The use of a single tube rapid test to detect HIV RNA from DBSs offers the opportunity for early diagnosis of HIV among infants infected perinatally. This has important implications because infants shown definitively to be HIV infected can be breastfed. In addition, such children may initiate treatment and be monitored, thereby reducing morbidity and mortality.

References

  1. Ammann A, Burrowes S. Early Diagnosis of HIV Infection in HIV exposed Infants: Can Complexity and Cost be Overcome in Resource-poor Settings? Women, Children, HIV Resources for Prevention and Treatment, 2007. Accessed 15 December 2008.

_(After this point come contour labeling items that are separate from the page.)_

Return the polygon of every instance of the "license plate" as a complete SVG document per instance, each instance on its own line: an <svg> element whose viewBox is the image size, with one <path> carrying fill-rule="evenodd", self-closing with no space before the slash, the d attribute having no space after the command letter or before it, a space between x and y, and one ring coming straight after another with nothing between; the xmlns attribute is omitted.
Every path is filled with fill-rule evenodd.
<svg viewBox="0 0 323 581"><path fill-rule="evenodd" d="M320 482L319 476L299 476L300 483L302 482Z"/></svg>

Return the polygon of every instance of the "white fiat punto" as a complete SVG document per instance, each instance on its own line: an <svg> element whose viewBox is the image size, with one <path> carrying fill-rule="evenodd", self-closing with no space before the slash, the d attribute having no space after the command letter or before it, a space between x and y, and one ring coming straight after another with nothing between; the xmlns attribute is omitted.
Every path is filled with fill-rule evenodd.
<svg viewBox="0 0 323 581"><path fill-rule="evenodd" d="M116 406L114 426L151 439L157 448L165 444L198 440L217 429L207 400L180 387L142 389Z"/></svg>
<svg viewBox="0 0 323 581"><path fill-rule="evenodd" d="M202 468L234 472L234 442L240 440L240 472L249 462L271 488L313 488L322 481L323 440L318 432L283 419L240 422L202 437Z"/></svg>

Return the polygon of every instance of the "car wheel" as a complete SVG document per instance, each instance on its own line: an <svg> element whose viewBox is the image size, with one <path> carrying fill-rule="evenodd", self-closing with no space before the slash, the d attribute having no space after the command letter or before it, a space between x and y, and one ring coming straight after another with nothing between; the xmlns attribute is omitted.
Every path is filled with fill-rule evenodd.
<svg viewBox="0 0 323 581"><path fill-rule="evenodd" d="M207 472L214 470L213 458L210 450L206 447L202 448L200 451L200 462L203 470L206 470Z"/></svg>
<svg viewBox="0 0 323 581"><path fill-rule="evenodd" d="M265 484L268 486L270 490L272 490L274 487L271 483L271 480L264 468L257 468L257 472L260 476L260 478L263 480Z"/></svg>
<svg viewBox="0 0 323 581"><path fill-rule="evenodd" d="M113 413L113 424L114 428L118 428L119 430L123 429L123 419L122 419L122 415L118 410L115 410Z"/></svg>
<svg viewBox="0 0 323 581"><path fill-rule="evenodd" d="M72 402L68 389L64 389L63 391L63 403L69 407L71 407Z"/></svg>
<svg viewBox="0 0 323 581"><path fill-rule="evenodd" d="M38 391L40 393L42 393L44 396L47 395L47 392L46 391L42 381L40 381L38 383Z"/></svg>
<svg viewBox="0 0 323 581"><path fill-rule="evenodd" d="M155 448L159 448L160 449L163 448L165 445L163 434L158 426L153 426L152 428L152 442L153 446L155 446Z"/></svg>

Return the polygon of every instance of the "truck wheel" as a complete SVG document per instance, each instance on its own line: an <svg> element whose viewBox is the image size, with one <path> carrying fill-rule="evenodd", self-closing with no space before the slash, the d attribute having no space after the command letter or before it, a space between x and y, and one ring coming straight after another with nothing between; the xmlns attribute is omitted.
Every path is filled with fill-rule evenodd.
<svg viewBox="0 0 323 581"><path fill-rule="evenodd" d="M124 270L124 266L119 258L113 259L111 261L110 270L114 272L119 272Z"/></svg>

  2. Lambert JS, Harris DR, Stiehm ER, et al. Performance characteristics of HIV-1 culture and HIV-1 DNA and RNA amplification assays for early diagnosis of perinatal HIV-1 infection. J Acquir Immune Defic Syndr 2003;34:512-9.
  3. Fischer M, Huber W, Kallivroussis A, et al. Highly sensitive methods for quantitation of human immunodeficiency virus type 1 RNA from plasma, cells, and tissues. J Clin Microbiol 1999;37:1260-4.
  4. Mofenson LM. Technical report: perinatal human immunodeficiency virus testing and prevention of transmission. Committee on Pediatric AIDS. Pediatrics 2000;106:E88.